2. A liquid tank comprising:

a tank main body configured to store a liquid therein, the tank main body including a vent hole enabling an interior of the tank main body to communicate with an exterior thereof; and

a shielding member attached to the tank main body so as to surround the vent hole within the tank main body, and form an isolated chamber communicated with the vent hole, wherein

the shielding member includes;

a first portion disposed at the side of the vent hole in the horizontal direction to enclose the vent hole, the first portion forming an opening that communicates between the isolated chamber and an inner space of the tank main body excluding the isolated chamber, and

a second portion located below the vent hole so as to block movement of the liquid between the isolated chamber and the inner space.

3. The liquid tank according to claim 1, wherein the shielding member is constituted by a single member with a cross-section formed in a U-shape.

4. The liquid tank according to claim 1, wherein the vent hole is provided in a lid part of the tank main body.

5. The liquid tank according to claim 1, wherein

the tank main body is of a rectangular in cross-section with the depth less than the width, and

the shielding member is longer in the width direction of the tank main body than in the depth direction thereof.

6. The liquid tank according to claim 5 provided for a vehicle, wherein

the tank main body is fixed with respect to the vehicle, with the widthwise direction thereof aligned with the left to right direction of the vehicle.

7. A liquid tank according to claim 1 provided for a vehicle having an engine, further comprising a heat exchange pipe located inside the tank main body, and configured to circulate an coolant of the engine.

8. The liquid tank according to claim 7, wherein the heat exchange pipe is located inside the tank main body, in contact with the shielding member.

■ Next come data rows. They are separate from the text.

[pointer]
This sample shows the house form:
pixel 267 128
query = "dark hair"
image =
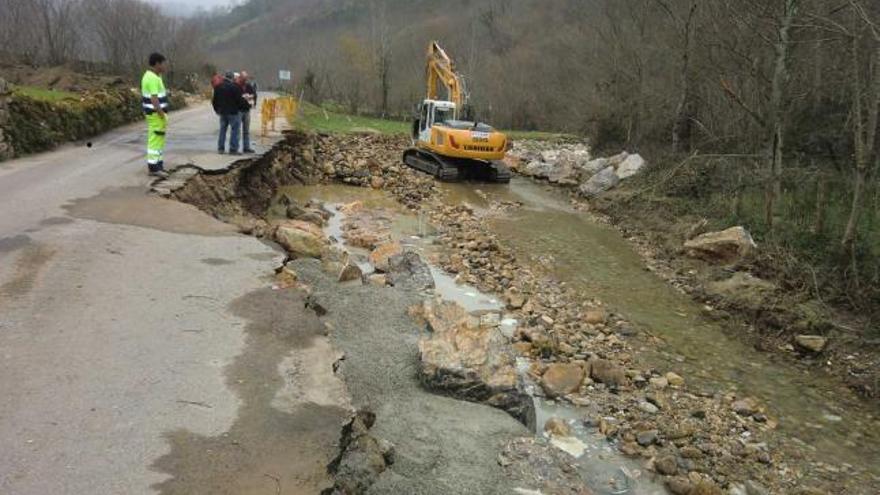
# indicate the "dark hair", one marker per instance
pixel 156 59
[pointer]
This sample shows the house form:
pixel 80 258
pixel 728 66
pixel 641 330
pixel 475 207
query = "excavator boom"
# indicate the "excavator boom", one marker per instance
pixel 441 71
pixel 445 145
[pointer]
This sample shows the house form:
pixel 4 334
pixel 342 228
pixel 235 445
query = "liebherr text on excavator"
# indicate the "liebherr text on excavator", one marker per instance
pixel 446 144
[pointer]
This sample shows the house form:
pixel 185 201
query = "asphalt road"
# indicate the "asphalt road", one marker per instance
pixel 134 357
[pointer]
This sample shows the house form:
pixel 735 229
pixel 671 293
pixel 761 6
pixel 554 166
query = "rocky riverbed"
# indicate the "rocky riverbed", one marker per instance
pixel 577 350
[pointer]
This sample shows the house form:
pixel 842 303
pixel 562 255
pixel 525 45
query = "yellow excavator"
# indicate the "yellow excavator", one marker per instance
pixel 446 143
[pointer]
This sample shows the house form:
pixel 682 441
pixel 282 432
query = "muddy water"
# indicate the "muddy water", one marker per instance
pixel 596 260
pixel 598 462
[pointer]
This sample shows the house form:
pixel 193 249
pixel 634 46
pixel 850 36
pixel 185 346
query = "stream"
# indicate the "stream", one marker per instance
pixel 597 260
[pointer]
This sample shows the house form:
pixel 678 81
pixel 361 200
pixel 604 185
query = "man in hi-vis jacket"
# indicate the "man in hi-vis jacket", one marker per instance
pixel 155 105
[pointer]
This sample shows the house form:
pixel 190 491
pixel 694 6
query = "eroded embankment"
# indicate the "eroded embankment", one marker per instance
pixel 769 298
pixel 698 440
pixel 30 125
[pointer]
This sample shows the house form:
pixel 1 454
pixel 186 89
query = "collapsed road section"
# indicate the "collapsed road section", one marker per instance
pixel 406 368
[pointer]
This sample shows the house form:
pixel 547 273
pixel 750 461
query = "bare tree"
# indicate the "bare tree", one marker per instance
pixel 865 110
pixel 58 23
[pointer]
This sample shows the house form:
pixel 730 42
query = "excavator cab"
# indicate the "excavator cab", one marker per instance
pixel 428 113
pixel 445 146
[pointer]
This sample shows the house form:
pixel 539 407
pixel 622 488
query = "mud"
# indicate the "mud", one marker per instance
pixel 130 206
pixel 287 424
pixel 442 446
pixel 715 442
pixel 26 270
pixel 14 243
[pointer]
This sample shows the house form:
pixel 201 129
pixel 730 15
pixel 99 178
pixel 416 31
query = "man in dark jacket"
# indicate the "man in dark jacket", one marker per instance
pixel 249 88
pixel 228 103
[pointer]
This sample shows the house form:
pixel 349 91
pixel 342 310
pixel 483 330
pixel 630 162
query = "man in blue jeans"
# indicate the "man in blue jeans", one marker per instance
pixel 228 103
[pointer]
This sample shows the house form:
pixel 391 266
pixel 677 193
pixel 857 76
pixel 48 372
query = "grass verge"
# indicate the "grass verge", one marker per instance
pixel 43 94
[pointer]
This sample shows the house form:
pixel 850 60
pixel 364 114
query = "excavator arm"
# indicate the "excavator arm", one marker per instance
pixel 441 71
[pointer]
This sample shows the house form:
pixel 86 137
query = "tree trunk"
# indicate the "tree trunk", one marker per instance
pixel 821 203
pixel 864 136
pixel 852 225
pixel 737 195
pixel 777 110
pixel 681 129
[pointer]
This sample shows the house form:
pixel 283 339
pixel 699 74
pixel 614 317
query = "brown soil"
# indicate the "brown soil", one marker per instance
pixel 702 431
pixel 61 78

9. The liquid tank according to claim 8, wherein the heat exchange pipe is contacted with the shielding member via a heat transfer body.

10. The liquid tank according to claim 7 further comprising a pipe member forming a delivery passage for the liquid, and

the heat exchange pipe is thermally contacted with the pipe member via the shielding member.

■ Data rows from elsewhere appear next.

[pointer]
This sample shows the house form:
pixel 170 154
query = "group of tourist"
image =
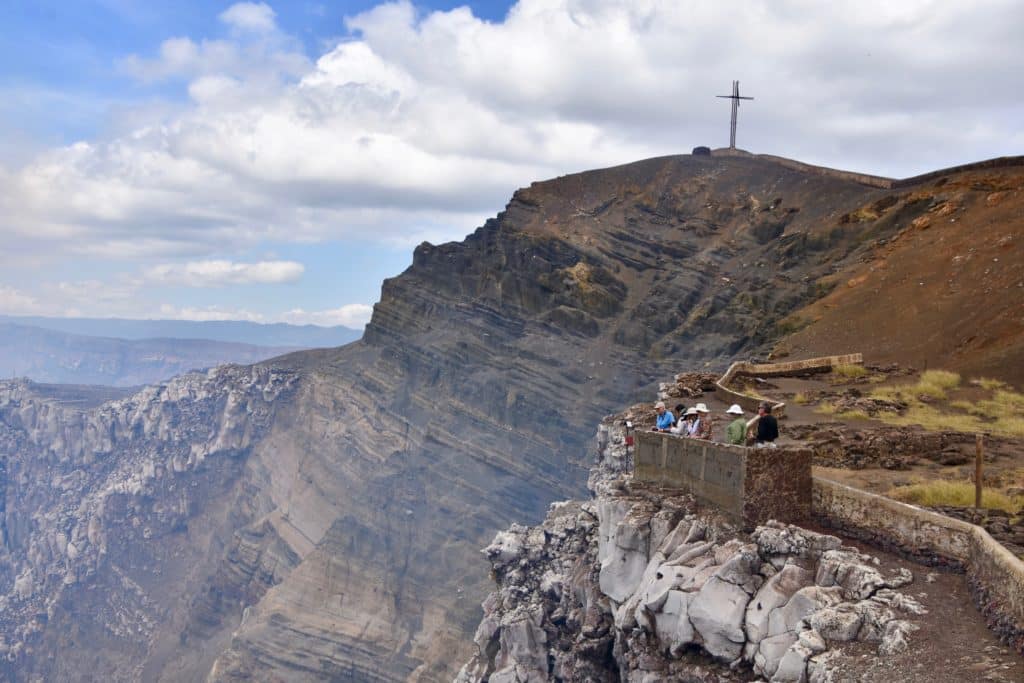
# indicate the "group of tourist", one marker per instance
pixel 696 422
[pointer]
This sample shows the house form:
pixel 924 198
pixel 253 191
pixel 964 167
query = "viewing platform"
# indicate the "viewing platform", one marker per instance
pixel 750 484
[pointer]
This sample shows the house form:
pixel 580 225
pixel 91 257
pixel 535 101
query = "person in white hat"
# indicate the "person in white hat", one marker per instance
pixel 735 433
pixel 702 426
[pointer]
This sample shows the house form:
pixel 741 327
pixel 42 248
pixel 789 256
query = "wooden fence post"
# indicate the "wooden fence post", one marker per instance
pixel 978 459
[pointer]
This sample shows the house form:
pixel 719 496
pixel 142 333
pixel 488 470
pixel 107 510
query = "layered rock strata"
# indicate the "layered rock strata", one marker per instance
pixel 331 529
pixel 634 586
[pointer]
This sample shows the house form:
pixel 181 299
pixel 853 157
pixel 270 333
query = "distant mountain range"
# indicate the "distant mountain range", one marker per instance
pixel 126 352
pixel 239 332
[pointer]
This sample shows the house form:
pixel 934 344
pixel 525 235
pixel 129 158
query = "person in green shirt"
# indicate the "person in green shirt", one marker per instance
pixel 735 433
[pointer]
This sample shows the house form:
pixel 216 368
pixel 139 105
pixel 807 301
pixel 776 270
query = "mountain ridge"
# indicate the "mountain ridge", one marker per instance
pixel 348 525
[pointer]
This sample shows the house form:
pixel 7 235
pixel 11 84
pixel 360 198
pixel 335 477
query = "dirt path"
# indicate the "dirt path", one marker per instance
pixel 952 644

11. The liquid tank according to claim 10, wherein

the liquid is a urea aqueous solution, and

the pipe member is arranged to constitute a passage for delivering the urea aqueous solution stored in the tank main body, towards an exterior of the tank main body.

12. The liquid tank according to claim 1, wherein the liquid is a urea aqueous solution.

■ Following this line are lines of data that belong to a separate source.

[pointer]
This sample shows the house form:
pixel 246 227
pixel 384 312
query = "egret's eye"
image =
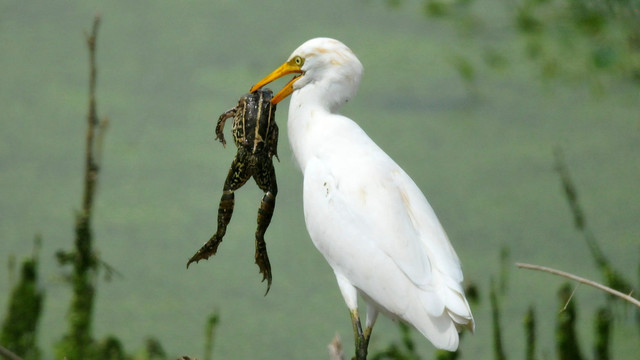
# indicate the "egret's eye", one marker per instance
pixel 298 60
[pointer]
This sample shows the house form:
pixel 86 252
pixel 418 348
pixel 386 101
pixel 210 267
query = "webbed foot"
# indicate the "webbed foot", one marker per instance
pixel 208 249
pixel 262 260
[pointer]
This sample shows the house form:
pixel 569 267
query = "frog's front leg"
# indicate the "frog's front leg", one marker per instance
pixel 238 176
pixel 266 179
pixel 220 126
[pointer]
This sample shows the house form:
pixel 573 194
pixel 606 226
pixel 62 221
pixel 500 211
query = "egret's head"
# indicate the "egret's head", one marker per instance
pixel 325 62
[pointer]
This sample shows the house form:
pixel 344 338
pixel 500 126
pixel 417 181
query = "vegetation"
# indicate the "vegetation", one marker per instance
pixel 142 189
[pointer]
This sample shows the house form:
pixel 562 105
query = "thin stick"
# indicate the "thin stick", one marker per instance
pixel 581 280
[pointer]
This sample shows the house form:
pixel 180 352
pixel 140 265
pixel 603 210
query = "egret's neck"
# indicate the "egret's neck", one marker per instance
pixel 310 124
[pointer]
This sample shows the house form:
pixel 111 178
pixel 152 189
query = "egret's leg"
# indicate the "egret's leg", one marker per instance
pixel 372 316
pixel 238 176
pixel 265 178
pixel 350 295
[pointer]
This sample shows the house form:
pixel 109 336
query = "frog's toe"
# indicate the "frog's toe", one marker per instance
pixel 208 249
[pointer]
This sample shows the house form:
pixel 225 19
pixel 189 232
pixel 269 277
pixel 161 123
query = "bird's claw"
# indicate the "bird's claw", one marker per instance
pixel 208 249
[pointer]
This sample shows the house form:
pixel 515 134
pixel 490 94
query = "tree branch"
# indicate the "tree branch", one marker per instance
pixel 581 280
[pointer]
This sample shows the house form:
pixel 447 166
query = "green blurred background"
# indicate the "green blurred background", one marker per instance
pixel 477 139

13. An exhaust gas purification device for an engine, comprising:

the liquid tank according to claim 1, configured to be appropriate for storing a liquid reducing agent as the liquid;

a NOx reducing catalytic converter installed in an exhaust gas passage of the engine; and

a device configured to be capable of supplying the liquid reducing agent stored in the liquid tank, to exhaust gas on the upstream of the reducing catalytic converter.

14. A breather device for relieving the pressure inside a liquid tank, comprising:

a breather pipe forming a vent hole that enables an interior of the liquid tank to communicate with an exterior thereof; and

a shielding member configured to be disposed with respect to the breather pipe, within the liquid tank so as to surround the vent hole, and to form an isolated chamber communicated with the vent hole, wherein

the shielding member includes a first portion and a second portion, and wherein

the first portion locates to the side of the vent hole in the horizontal direction to enclose the vent hole, and forms an opening that communicates between the isolated chamber and an inner space within the liquid tank excluding the isolated chamber, and

the second portion locates below the vent hole so as to block movement of liquid between the isolated chamber and the inner space.